The XSL sheet is a little more involved. I would still describe this as relatively easy, although I admit that many ColdFusion developers may not be as familiar with XSLT. Anyway, the XSL file is located at /_tap/_includes/skin/bealight/memberform.xsl and looks like this:
<xsl:output method="xml" indent="no" omit-xml-declaration="yes" />
<!-- copy everything in the source XML -->
<xsl:copy-of select="@*" />
<!-- add the secret question and secret answer inputs to the login tab -->
<xsl:copy-of select="@*" />
<input type="text" name="secretquestion" tap:required="true" />
<input type="text" name="secretanswer" tap:required="true" />
<!-- add the new profile input elements to the identity tab -->
<xsl:copy-of select="@*" />
<textarea name="profilejob" cols="50" rows="8" />
<textarea name="profileschool" cols="50" rows="8" />
<textarea name="profilepast" cols="50" rows="8" />
<textarea name="profilewalk" cols="50" rows="8" />
<textarea name="profilehobbies" cols="50" rows="8" />
<textarea name="profileactivities" cols="50" rows="8" />
<textarea name="profilegroups" cols="50" rows="8" />
You may notice that we're creating input elements and textareas here but we're not giving them any values. That's fine, the framework will actually populate all the form fields for us, so we don't have to worry about adding values to our input elements.

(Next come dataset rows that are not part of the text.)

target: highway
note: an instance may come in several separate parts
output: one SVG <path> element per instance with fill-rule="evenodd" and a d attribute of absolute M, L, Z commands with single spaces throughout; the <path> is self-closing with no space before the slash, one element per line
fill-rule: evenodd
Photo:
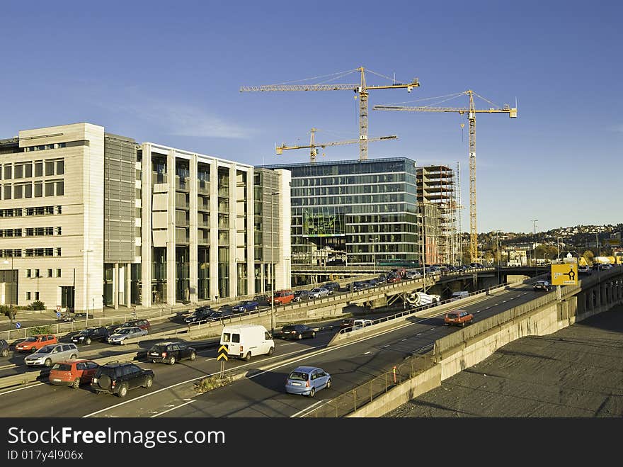
<path fill-rule="evenodd" d="M 457 308 L 471 312 L 477 321 L 541 293 L 523 286 L 469 305 L 461 306 L 459 301 Z M 5 417 L 72 417 L 300 416 L 389 369 L 405 356 L 428 351 L 435 340 L 456 330 L 443 325 L 442 316 L 413 317 L 395 329 L 329 348 L 326 345 L 334 331 L 319 332 L 314 339 L 277 340 L 270 357 L 228 361 L 228 372 L 244 372 L 246 377 L 203 395 L 193 393 L 193 381 L 218 371 L 215 349 L 200 351 L 194 361 L 174 366 L 140 363 L 154 370 L 154 385 L 149 389 L 134 389 L 124 399 L 96 394 L 88 387 L 72 390 L 37 383 L 0 391 L 4 396 L 0 413 Z M 287 374 L 302 364 L 319 366 L 331 373 L 331 388 L 319 391 L 314 399 L 285 394 Z"/>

Also since we added our new properties to the existing member objects, the framework will populate the values for us automatically from our custom member object.
Even on the back-end when the form is submitted it will also automatically update our new table that holds our custom properties because we customized the business object for members. Did you notice how many lines of SQL we edited to do that? Pretty close to zero wasn't it? In fact, it is zero. :)
So at this point, with just these three files shown above, the member form is fully customized! I'm going to skip showing the code for customizing the profile display or the sign-up form in part because this article is already pretty long, but also because the code is very similar to what I've already shown here. There are a couple more controller templates, a couple more XSL templates and one more resource bundle. But as is often the case with frameworks, the structure is basically the same.
So we achieved our goals. We added several properties to a custom member object, we modified the form so that users can edit those new properties and we internationalized the view. Most of the work was basically done for us by using the cfcomponent tag's extends attribute to inherit properties and behavior from components that already existed. Most importantly while doing all this we future-proofed the Be A Light application by ensuring that we created our customizations entirely in new files. As far as I know, the onTap framework is currently the only framework for ColdFusion that makes this kind of future-proofed customization possible.
There is still work to be done on this project and I know that I'll be involved in the continued development, maintenance and support. I'm really happy with how well the integration has turned out and I know I'll be proud of this site. In addition to what I feel is a pretty slick integration, this project was also done on a pretty short timeline. I had a little over a week to get it done and managed to get most of the items in the functional spec implemented. I must admit I ran behind because I added a little much of my own extra code for managing phone numbers, but that's really about me, not about the framework. There's an old saying "good, fast and inexpensive: pick two". This project showed that with the right libraries, it is possible to do all three. ;)
I'm looking forward to hearing your thoughts!